In Summer Session Course, Literature and Film Take the “Lead”

 

Nicholas Warner Nicholas Warner

Taught by a regular CMC faculty member, Summer Session courses allow you to advance in your major, complete some GE requirements, and explore important topics. Whether you opt for a three- or six-week course, Summer Session offers a wide range of courses to choose from.

Leadership in Literature and Film, a six-week summer session class beginning May 22, might be one of those options. In this course, students are going to examine different aspects of the leadership theme in literature––with special attention to topics such as ethical dilemmas in leadership, different styles and models of leadership, and the competing loyalties and pressures felt by leaders.

Taught by associate dean of the faculty and professor of literature Nicholas Warner, the class will also address questions that literature raises about the very nature and validity of leadership's various forms.

Authors to be studied include Shakespeare, Friedrich Schiller, Tolstoy, Willa Cather, and Michael Shaara, with additional readings in leadership theory. Also on tap will be several films dealing with the leadership theme.

The course will be taught on Mondays, Wednesdays and Fridays though July 3.

We asked Warner, whose expertise includes the subjects of Russian, American, and English literature, more about the course, the best advice he ever received from a teacher, and how (besides teaching, of course) he likes to spend his summer hiatus.
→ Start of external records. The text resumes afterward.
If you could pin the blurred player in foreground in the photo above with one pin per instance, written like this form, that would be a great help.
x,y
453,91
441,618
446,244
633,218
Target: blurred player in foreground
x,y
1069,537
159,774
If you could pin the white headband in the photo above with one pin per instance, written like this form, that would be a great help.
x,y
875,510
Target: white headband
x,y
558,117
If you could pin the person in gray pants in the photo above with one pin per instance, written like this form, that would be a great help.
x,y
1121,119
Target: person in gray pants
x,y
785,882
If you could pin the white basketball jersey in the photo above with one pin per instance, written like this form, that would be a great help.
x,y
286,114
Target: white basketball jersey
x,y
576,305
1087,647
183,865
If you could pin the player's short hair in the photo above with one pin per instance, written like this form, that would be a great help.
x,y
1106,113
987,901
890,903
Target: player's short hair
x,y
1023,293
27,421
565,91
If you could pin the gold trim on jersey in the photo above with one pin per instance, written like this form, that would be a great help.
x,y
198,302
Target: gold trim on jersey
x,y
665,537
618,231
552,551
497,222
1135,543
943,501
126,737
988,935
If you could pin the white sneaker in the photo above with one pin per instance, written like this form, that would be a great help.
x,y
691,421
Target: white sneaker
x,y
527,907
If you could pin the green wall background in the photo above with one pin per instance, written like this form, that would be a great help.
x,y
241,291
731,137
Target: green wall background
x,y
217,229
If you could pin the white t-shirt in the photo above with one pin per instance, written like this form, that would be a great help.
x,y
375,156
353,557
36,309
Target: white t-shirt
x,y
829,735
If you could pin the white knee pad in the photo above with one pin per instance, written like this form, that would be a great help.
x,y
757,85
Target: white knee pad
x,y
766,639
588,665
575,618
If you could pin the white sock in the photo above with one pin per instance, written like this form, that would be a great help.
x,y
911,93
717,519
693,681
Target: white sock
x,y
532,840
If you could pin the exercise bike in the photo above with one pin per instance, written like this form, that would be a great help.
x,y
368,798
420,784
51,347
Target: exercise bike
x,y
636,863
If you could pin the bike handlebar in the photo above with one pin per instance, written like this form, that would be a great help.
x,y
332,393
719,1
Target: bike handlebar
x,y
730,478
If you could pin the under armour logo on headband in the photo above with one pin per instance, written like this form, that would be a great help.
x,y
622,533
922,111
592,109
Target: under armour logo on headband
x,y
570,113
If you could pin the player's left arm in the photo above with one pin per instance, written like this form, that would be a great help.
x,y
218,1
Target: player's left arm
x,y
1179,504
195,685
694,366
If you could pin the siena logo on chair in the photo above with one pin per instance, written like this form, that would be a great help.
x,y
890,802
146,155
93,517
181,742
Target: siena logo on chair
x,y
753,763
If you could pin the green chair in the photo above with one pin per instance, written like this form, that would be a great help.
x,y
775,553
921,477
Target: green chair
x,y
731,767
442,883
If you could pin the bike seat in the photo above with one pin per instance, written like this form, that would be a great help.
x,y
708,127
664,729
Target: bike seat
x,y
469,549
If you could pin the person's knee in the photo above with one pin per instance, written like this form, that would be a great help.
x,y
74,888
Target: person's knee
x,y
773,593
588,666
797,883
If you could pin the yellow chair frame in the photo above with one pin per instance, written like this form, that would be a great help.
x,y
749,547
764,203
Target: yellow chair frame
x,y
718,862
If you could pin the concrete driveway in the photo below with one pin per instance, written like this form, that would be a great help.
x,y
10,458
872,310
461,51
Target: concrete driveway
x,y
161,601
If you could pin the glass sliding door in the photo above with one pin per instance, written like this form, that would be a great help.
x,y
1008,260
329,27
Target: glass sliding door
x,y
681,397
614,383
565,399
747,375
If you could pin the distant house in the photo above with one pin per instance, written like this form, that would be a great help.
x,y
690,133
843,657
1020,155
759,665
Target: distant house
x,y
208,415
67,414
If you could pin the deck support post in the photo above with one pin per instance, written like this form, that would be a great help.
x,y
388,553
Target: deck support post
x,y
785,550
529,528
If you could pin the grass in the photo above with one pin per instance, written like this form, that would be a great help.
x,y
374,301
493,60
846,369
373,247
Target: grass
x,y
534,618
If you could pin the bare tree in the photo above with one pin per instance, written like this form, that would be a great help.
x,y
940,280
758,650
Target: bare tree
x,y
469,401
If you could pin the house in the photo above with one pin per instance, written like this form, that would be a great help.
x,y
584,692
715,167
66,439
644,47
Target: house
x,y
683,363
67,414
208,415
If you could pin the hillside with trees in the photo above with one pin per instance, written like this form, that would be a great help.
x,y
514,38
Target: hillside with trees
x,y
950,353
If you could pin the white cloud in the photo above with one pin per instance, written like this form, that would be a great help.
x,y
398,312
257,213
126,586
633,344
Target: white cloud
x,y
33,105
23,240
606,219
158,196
CMC: What can literary and film figures teach us about leadership?

Warner: Leadership is above all a process of human interaction, and literature and film are unsurpassed in exploring human interactions in an enormous variety of settings. One of the foundational texts of western culture, The Iliad, begins with a debate between two leaders, Achilles and Agamemnon. The plays of Shakespeare abound with leaders and followers interacting with one another. For example, Henry V is among many other things a probing study of charismatic leadership, and of the ethical as well as pragmatic aspects of the mutual relationship between leaders and followers. The works of such great 19th-century novelists as Melville, Dostoevsky, and Tolstoy pose profound questions about the nature of leadership; films from Executive Suite, to Lawrence of Arabia to Norma Rae to The Godfather are but a few examples of the ways that film can explore leadership in relation to business, war, gender, and even crime. Literature and film encompass all aspects of human behavior, and since almost all of those same aspects enter into leadership, the study of leadership as a literary or cinematic theme makes perfect sense.

CMC: Which author that you’ll cover in your class do you believe has the best lesson to teach about the potential pitfalls of leadership, and why?

Warner: I don’t really approach works of art as necessarily having discrete lessons to teach, and I can’t identify any one “best” work or author for leadership. Great works of art resonate differently with individual students; one of the great rewards of teaching a powerful novel or film or poem or play is its ability to provide new angles of insight into topics that touch our lives, including leadership. More specifically, the leadership issues that the course will examine include ethical dilemmas confronting leaders, different styles and models of leadership, the intersection of private and public in a leader’s life, and the competing loyalties and pressures felt both by leaders and their followers. We will also explore the ways that literature often raises provocative questions about the nature and even the desirability of leadership.

CMC: Can you describe the moment when you knew you wanted to be a teacher?

Warner: Yes, when I was in eighth grade and was responsible for supervising classmates’ homework and tests for a French teacher who was on leave. Eventually, I considered other professions, but in college I thought I would love to do for a living what I saw my professors doing.

CMC: What is the best advice you ever received from a professor (or teacher) when you were a student?

Warner: Take yourself seriously, but not too seriously.

CMC: What aspect of your summer material do you most look forward to sharing with students?

Warner: There’s such an abundance of great material to work with that I think each book or movie I work on will be my favorite one of the moment!

CMC: What is the single favorite thing you like to do during summer?

Warner: Travel, especially with my family.